Decision On Maternity Hospital Ownership 'Deeply Insulting And Hurtful'

The Department of Health has been criticised following its announcement that the new National Maternity Hospital is to be owned by the Sisters of Charity.

Sinn Féin described the decision as "deeply insulting and hurtful to the survivors of institutional abuse".

Health spokesperson Louise O'Reilly TD also questioned whether or not it is appropriate to put any organisation with a strict religious ethos in charge of our National Maternity Hospital given the current political climate and the potential for changes to our laws.

Teachta O'Reilly said: "Clearly the state has not learned the lessons of the past in outsourcing vital public services to religious orders.

"This move is an insult and deeply hurtful to survivors of institutional abuse and is yet another example of the government passing the buck in its responsibilities to healthcare. 

"The fact that the sisters of charity will be gifted our national maternity hospital after their steadfast refusal to honour obligations to survivors and victims beggars belief.

"Did anybody stop and think of the hurt this will cause, or the impact this decision will have on victims of abuse of this very religious order?

"I am also seriously concerned about the idea that any religious organisation with a strict religious ethos would be put in charge of our National Maternity Hospital given the current political climate and the potential for change in our laws.

"The minister for health must step in here and use common sense. This move is insensitive and outrageous and must be stopped before work begins. 

"It is the responsibility of the government to provide a functioning health service that does not discriminate on the basis of who you are, how much money you have or indeed what religion you are."

Labour Women also condemned the announcement by the Department, describing it as "an outrage and an insult to all women".

Speaking on the matter Chair of Labour Women Sinead Ahern said: "Today we have learned that the Sisters of Charity are to become the sole owner of the new National Maternity Hospital. This is a religious order that has to date failed to provide its share of funds to a redress scheme for institutional abuse victims and has previously announced that they would not be making any contribution to the State redress scheme for women who had been in the laundries. This begs the question why an order that has such low regard for women and the vulnerable and owes the State a substantial sum of money should be given ownership of anything.

"Time and time again we have heard how the Church, including the Sisters of Charity, has failed women and children. Now we are being told that they are to be put in sole ownership of a facility that is there for women in what is possibly the most vulnerable time of their lives; this is nothing short of a disgrace.

"We have all seen and heard the devastating consequences of what can happen when religion is put before a woman's needs when it comes to maternity care.

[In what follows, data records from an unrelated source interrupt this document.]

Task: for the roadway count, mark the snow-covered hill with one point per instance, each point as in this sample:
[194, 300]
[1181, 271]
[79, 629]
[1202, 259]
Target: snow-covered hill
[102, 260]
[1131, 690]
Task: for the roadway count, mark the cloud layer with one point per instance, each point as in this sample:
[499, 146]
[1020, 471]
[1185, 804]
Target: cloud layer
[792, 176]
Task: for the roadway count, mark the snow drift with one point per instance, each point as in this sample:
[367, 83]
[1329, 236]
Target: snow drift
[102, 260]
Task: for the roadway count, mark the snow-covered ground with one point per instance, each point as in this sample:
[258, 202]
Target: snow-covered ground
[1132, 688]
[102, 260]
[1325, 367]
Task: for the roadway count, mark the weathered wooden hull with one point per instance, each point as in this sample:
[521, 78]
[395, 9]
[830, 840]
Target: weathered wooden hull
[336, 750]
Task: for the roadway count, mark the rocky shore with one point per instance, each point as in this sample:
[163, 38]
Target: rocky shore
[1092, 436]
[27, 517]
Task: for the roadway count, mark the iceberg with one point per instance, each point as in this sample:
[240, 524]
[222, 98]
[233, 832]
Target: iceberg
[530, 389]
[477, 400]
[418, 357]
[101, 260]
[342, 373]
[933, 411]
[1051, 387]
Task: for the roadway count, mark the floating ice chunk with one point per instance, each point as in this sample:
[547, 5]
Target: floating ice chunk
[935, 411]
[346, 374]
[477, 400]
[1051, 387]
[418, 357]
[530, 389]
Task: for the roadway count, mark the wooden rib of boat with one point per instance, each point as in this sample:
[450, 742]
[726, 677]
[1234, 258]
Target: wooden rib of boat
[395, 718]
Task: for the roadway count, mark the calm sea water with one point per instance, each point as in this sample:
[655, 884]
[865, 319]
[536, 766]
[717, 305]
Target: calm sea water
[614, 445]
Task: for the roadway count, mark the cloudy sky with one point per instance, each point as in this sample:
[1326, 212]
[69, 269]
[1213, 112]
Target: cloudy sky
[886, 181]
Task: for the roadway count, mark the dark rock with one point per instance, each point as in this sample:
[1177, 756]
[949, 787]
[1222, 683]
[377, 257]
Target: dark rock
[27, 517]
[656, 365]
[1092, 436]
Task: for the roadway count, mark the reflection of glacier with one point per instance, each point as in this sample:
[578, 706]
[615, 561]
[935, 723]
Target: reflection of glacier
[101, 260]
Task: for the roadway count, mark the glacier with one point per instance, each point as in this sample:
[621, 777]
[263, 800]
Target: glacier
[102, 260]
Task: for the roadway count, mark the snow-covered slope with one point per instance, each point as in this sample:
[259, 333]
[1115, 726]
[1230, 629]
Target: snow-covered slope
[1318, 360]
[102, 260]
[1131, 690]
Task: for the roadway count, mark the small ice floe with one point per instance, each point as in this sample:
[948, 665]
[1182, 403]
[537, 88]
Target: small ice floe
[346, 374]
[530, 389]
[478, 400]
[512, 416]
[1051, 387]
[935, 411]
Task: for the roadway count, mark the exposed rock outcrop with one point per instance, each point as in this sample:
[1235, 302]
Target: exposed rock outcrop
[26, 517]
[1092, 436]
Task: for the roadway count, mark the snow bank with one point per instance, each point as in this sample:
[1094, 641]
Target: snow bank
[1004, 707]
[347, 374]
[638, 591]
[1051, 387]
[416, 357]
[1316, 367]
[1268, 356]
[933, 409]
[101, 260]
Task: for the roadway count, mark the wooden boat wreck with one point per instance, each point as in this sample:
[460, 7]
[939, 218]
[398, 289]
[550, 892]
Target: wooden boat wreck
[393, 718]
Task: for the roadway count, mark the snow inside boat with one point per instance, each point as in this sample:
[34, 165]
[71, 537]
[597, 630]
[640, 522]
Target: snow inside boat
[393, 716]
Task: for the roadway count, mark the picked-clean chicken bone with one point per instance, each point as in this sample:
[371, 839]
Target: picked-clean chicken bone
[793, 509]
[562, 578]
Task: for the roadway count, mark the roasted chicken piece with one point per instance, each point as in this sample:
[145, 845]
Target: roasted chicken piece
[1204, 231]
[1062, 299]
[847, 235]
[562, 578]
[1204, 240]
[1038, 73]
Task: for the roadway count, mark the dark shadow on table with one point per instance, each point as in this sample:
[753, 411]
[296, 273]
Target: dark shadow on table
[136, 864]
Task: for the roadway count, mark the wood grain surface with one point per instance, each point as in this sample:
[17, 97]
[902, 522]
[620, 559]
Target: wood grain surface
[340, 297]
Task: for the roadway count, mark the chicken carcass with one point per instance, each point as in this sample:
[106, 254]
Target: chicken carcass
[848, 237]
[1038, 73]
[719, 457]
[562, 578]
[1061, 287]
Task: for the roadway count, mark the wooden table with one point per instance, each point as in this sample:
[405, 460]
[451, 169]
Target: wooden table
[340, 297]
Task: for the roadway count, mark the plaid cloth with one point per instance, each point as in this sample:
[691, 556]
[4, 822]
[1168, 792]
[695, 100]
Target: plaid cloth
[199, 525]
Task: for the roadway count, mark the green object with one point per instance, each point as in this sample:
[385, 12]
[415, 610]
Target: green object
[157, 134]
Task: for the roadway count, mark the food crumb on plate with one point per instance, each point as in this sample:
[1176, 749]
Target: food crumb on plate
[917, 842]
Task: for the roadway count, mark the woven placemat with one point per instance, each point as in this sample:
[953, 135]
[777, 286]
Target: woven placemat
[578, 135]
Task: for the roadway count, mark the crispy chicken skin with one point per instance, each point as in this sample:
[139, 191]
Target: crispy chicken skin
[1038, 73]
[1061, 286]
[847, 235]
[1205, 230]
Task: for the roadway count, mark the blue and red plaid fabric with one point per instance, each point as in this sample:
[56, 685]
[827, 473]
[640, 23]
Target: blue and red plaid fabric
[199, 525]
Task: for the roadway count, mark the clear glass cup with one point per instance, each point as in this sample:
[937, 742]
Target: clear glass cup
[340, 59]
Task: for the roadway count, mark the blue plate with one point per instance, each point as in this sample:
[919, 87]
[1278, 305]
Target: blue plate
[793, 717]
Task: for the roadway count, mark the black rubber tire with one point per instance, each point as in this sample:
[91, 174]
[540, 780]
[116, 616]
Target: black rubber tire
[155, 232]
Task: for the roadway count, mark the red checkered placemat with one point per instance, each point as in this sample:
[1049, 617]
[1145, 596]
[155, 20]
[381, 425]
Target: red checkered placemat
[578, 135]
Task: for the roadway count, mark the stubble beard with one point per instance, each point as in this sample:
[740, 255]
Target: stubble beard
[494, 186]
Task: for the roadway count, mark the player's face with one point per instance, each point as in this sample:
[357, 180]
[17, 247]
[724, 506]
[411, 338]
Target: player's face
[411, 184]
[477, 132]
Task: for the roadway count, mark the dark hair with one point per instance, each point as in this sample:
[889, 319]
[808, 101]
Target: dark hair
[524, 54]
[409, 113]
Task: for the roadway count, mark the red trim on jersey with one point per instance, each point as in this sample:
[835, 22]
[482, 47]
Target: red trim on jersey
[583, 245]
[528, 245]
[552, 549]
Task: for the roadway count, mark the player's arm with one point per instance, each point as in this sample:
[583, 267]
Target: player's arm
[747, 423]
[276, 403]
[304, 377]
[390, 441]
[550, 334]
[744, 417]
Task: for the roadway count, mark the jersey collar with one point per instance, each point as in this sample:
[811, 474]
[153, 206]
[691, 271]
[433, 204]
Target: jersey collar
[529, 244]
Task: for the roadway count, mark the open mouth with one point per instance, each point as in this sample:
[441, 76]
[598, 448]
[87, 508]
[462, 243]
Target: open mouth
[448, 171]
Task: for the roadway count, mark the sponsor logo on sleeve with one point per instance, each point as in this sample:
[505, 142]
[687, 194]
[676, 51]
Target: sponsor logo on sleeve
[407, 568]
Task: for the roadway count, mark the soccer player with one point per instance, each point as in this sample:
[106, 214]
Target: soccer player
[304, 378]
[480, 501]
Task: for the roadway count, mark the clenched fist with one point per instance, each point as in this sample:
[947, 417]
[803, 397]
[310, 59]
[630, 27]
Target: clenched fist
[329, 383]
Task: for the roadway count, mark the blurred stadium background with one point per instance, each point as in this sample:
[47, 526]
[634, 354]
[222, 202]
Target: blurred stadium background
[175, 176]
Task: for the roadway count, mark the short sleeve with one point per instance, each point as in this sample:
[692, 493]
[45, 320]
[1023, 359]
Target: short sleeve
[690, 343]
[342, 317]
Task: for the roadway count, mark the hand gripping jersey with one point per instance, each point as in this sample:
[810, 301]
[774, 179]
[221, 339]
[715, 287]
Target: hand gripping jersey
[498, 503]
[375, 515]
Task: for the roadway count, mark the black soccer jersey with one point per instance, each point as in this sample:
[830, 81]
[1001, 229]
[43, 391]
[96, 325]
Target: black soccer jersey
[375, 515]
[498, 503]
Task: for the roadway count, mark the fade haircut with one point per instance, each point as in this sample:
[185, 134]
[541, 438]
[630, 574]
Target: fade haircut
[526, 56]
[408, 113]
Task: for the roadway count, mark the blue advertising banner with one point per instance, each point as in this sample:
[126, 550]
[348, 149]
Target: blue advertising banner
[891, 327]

We only have to look back as recently as 2012 and the tragic circumstances surrounding the passing of Savita Halappanavar to see that involving the Church in healthcare matters should not be how things are done going forward.

"Lessons from the past must be learnt and it is crucial that this government realises that Church involvement in healthcare must end in the interest of putting the patient first. For too long women have been forced to endure being second class citizens when it comes to healthcare needs and this announcement adds insult to injury. Minister for Health Simon Harris and his government colleagues need to realise that there is no place for religious orders in our publicly funded institutions in 21st Century Ireland and put a stop to this before more women suffer the consequences."